The derived categorical stroke outcomes ranged between 3, 4, 5 and 8-levels; addition of TIA increased this to 4, 5, 6 and 9 levels (Supplementary Table 4). Comparison of analyses for all levels of stroke outcome found that ordinal analyses were rated higher than binary for 4 and more levels (Table 3). For the 3-level stroke outcome review, ordinal and binary analysis methods appeared to have similar efficiency with adjusted binary logistic regression being rated the most efficient analysis method. Further, adjusted analyses were more efficient with lower ranks then their univariable counterparts, e.g. for OLR, CPH (Table 3). The results of performing the Duncan’s multiple range test on the Stroke/TIA 4-level outcome can be seen in Table 4. Ordinal analyses were rated superior to binary, with the most efficient being the Mann-Whitney U test and ordinal logistic regression (both unadjusted and adjusted); Table 4, Supplementary Fig. 1a.
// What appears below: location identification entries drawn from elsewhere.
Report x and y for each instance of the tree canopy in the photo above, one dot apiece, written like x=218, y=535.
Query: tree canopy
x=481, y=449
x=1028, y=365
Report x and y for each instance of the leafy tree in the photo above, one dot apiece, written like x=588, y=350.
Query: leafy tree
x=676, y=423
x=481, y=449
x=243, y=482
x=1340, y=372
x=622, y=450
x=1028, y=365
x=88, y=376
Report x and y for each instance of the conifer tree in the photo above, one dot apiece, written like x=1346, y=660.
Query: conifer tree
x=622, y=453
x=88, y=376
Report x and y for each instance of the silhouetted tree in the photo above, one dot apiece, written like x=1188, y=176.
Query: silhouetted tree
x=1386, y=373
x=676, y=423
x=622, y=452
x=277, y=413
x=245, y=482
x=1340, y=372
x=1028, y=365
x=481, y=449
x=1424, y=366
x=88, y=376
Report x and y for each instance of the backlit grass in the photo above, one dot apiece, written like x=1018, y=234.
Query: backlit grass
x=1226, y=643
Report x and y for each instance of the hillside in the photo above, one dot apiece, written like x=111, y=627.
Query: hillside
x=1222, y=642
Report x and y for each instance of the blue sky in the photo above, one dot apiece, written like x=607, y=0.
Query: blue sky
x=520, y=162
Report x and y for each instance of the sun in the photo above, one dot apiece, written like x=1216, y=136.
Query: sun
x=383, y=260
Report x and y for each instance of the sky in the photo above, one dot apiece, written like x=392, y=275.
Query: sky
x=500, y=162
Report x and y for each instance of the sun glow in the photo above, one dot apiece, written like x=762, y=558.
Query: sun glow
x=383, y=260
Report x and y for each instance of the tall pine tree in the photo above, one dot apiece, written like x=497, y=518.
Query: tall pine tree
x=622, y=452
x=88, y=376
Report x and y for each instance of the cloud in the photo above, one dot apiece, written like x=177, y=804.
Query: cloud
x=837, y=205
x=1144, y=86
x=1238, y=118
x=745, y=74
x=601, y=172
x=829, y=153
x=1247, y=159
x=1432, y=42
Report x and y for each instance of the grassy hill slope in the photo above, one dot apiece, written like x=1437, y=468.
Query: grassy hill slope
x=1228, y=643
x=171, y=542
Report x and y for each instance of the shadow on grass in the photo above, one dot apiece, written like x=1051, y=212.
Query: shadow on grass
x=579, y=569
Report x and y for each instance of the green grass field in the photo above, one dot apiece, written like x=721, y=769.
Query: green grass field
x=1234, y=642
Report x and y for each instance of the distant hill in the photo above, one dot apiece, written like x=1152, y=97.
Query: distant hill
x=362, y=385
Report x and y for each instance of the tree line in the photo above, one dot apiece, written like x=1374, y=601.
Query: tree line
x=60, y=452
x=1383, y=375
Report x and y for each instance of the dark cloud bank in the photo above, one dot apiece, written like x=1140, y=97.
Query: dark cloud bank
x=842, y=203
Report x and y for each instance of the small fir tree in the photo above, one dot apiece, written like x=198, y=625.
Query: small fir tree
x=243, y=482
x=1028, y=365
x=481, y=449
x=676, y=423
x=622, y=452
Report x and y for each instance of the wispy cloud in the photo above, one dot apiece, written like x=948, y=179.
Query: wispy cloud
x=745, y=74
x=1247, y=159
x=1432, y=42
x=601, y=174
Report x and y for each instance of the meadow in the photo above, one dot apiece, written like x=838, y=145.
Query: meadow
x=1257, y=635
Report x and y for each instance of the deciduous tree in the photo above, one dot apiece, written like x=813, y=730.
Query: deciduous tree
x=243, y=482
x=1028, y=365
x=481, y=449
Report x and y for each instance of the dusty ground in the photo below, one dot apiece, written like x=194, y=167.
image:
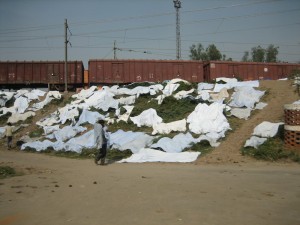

These findings are also supported by the distribution of the p-values from each of the tests across each of the datasets, which can be seen in Supplementary Fig. 1b.

Table 3

Rating of statistical tests

Outcome	Levels^†	Comparator datasets	P	Rating of tests relative to each other
Outcome	Levels^†	Comparator datasets	P	MWU	Adj. OLR	WR	OLR	BS	Adj. MLR	Adj. BLR	Adj.CPH	TT	CAT	CPH	MT	CSB	CSO	CSF
Stroke	3	56	< 0.0001	2	4	3	7	9	10	1	5	13	12	6	11	8	14	15
	4	23	< 0.0001	2	3	1	6	10	12	4	5	11	13	7	8	9	14	15
	5	16	0.0002	2	3	1	6	8	12	4	5	11	13	7	10	9	14	15
	8	12	0.0115	3	2	1	7	8	10	4	5	13	14	6	9	11	12	15
Stroke/TIA	4	35	< 0.0001	1	3	5	2	4	8	10	12	7	6	11	9	13	14	15
	5	17	< 0.0001	1	3	9	7	2	4	10	11	6	5	12	8	13	14	15
	6	13	< 0.0001	1	2	9	3	6	4	10	11	7	8	12	5	13	14	15
	9	12	< 0.0001	1	2	7	3	4	6	11	10	8	9	12	5	14	13	15
MI	3	47	0.010	1	6	12	5	2	7	8	11	4	3	10	14	13	9	15
Bleeding	3	32	< 0.0001	4	9	3	11	7	1	8	6	5	2	10	15	14	14	13
	4	26	0.035	3	7	5	8	2	1	10	9	6	4	11	13	14	12	15
	5	13	0.032	6	8	5	3	2	1	11	7	4	10	12	15	14	9	13
Vascular	3	47	< 0.0001	2	3	5	6	10	8	1	4	11	12	7	13	9	14	15

The numbers in bold represent the tests that are the most efficient and do not differ statistically from one another. The P-value is from the results of the Friedman ANOVA. The order of the rating of test is based on the mean rank calculated by the Duncan’s multiple range test; the most efficient test (i.e. the test with the smallest mean rank) is rated the best with a score of 1 and the least efficient with a score of 15

Abbreviations

Adj.: adjusted; BLR: binary logistic regression; BS: bootstrapping; CAT: Cochran-Armitage trend test; CPH: Cox proportional hazards; CSB: Chi-square binary event outcome; CSF: Chi-square binary fatal event outcome; CSO: Chi-square ordinal event outcome; MLR: multiple linear regression; MT: median test; MWU: Mann-Whitney U test; OLR: ordinal logistic regression; TT: t-test; Vascular: combination of stroke and MI; WR: win ratio test

†Defined in Supplementary Table 4.

Tables 4

Results from the Duncan’s test analysis of p-value ranks for 4-level stroke/TIA based on 35 comparator datasets (p < 0.0001)

Test								Mean rank
MWU (4-level)	A							4.69
OLR (4-level)	A	B						6.26
Adj. OLR (4-level)	A	B	C					6.31
Bootstrapping (4-level)	A	B	C					6.43
Win Ratio*	A	B	C					6.69
CA Trend (4-level)	A	B	C					6.71
t-test (4-level)		B	C					6.89
Adj. MLR (4-level)		B	C					6.91
Median test (4-level)		B	C	D				8.06
Adj. BLR (Binary)			C	D	E			8.49
CPH (Binary)				D	E			9.06
Adj. CPH (Binary)				D	E	F		9.34
Chi-square (Binary)					E	F		10.37
Chi-square (4-level)						F	G	11.14
Chi-square (Binary fatal)							G	12.66

Abbreviations

BLR: binary logistic regression; CA trend: Cochran-Armitage trend test; CPH: Cox proportional hazards model; MLR: multiple linear regression; MWU: Mann-Whitney U test; OLR: ordinal logistic regression

*Combined binary outcomes including (from most to least clinically important): fatal stroke (Yes/No), Non-fatal stroke (Yes/No), and transient ischaemic attack (Yes/No).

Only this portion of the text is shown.